It’s only a day away from the month of March and the snow is piled high and it's still really cold outside. When you've been inside the house for the past five month, your ability to come up with ‘something to do’ wanes. So yesterday was Yellow Day. I told my 4 ½ year old that Yellow Day was the day we said, “Happy Yellow Day” to Daddy first thing in the morning and said the same to anyone who phoned. On Yellow Day we wear yellow clothes. (She was pleased that the only yellow attire she could find in her closet was a yellow and orange polka-dot sundress.) And we play with yellow toys and games and of course we eat yellow food.
Breakfast was Cheerios® from a yellow box, lemon yogurt and banana. Morning snack was a graham cracker with peanut butter, banana and honey; and to drink a smoothie of yogurt, orange juice and yellow food coloring. (No, I didn’t drag out the blender; I often make “smoothies” for my girls in a cocktail shaker with a couple spoonfuls of yogurt, juice and an ice cube or two. The cocktail shaker makes a super foamy smoothie in which they love all the bubbles.)

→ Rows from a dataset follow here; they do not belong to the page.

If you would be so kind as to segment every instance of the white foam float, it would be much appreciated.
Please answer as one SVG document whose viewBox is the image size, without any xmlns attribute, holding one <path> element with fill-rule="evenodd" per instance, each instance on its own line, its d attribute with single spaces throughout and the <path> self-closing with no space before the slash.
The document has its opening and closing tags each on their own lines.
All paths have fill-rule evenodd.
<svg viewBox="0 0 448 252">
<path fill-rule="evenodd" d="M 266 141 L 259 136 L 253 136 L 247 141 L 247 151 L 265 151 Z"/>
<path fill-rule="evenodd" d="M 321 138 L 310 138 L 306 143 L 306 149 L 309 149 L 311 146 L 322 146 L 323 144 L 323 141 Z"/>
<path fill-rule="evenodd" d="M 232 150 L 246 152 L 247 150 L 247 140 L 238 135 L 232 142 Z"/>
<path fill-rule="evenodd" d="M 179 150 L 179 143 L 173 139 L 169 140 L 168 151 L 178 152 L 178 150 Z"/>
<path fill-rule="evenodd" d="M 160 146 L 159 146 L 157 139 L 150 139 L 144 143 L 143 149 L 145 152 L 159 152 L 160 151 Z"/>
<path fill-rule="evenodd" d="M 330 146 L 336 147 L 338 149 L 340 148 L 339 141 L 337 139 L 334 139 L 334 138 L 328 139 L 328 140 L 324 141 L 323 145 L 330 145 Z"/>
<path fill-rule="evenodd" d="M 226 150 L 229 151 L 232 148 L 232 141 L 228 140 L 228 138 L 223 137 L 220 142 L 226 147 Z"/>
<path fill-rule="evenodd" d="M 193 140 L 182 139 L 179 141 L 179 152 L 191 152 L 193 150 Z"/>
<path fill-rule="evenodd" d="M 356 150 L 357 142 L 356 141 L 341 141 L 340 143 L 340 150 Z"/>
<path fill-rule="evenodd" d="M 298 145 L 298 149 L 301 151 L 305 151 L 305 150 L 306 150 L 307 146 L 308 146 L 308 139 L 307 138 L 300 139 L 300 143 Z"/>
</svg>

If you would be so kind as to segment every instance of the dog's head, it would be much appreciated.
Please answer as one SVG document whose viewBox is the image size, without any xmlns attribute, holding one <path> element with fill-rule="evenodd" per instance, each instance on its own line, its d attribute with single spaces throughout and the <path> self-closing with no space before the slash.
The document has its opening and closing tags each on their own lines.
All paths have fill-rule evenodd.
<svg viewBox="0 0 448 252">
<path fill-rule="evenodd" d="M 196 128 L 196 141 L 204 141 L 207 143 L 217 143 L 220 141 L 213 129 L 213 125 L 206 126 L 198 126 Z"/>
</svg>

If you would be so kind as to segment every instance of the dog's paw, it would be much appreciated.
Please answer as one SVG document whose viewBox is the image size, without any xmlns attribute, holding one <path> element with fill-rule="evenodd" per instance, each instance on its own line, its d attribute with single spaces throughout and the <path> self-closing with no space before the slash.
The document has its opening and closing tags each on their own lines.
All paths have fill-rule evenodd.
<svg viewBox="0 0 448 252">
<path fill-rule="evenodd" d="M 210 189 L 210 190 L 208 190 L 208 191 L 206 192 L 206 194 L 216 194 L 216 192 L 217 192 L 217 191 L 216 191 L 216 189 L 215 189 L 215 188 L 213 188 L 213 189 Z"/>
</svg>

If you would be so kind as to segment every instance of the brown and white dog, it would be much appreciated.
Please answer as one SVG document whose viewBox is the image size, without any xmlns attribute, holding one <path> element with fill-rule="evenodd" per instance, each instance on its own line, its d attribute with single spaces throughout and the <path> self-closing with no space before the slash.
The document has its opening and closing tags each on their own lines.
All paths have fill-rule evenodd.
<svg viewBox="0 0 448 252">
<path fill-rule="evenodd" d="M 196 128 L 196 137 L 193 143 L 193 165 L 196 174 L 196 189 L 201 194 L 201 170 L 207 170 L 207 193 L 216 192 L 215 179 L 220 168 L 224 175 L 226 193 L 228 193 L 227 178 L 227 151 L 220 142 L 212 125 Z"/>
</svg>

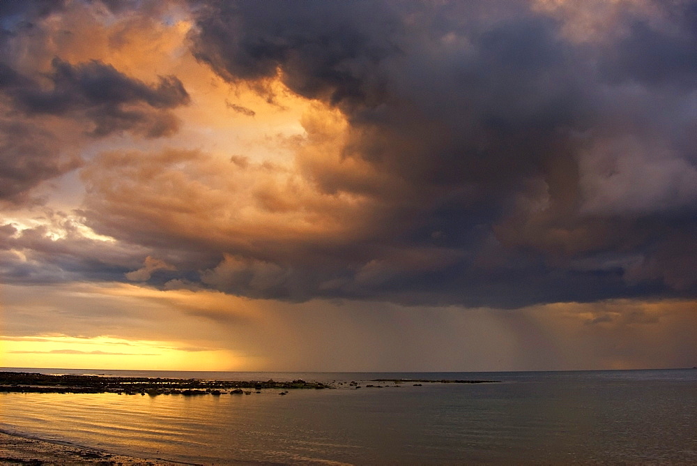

After snacks, we all went out to shovel the driveway for the 50th time this winter. So when Daddy came home for lunch, I sent the girls in with him while I finished the job. Daddy forgot it was Yellow Day and made them very un-yellow PB&J for lunch. But some bright yellow corn with butter and canned pineapple for an afternoon snack put us back on track! And a dinner finale was yellow spaghetti squash, roast chicken and for dessert, thawed-from-frozen guava was a perfectly-yellow tropical treat from a local Hispanic grocer.
Now, about the just-mentioned roasted chicken; I’ve been craving a beautifully golden roast chicken lately. After buying the whole chicken, I consulted my trusty Cook’s Illustrated cookbook, Here in America’s Test Kitchen. The authors denounced roasting the whole bird and said it would result in uneven cooking. Instead they instructed, cut up the whole bird, pan-sear the pieces and then roast to perfection in a hot 450° oven. So we set out to make Pan-Roasted Chicken with Sherry-Rosemary Sauce.
Now, I haven’t cut up a chicken since my daughter has been alive. I’m way out of practice. But of course she helped and it was a fantastic lesson in anatomy for her. As I hacked away with a pair of kitchen shears, she learned all about bone, muscle, cartilage (like in her nose!), and the yellow chicken fat. In the end, we had eight pieces of chicken that were marginally discernable. But best of all, my daughter wasn’t afraid to get her hands all gooey with chicken meat/fat/skin.
And the chicken was divine! First we brined it for only 30 minutes, patted dry, and pan-seared in a tiny amount of oil. It was then roasted for only 10 minutes in the same pan and removed to a plate. For the sauce, we sautéed a shallot, deglazed the pan with sherry and broth, let it simmer with rosemary, whisked in a few knobs of cold butter and then added the chicken back to the pan to warm through.
Cook’s Illustrated was right. Every piece was tender and so, so flavorful. The few bits of chicken skin that I didn’t hack off in the beginning were crispy and golden. And when my husband asked for another thigh, I knew he could at least partially tell which piece was which. Happy Yellow Day!...Happy Yummy Chicken Day...Happy Yellow Chicken Day!!
While growing up on a ranch in Montana, I learned to appreciate food by watching my parents take it from the field to the plate. I helped my mother garden, preserve vegetables and milk the cow. Loving food led me to a career as a registered dietitian. And now as a mom, I enjoy teaching my children to cook and appreciate how food gets to their plate – here in a Chicago suburb. At the end of the day, it sometimes seems that all I've accomplished is to get dinner on the table. But if my kids helped, a lesson was learned and we most certainly had fun.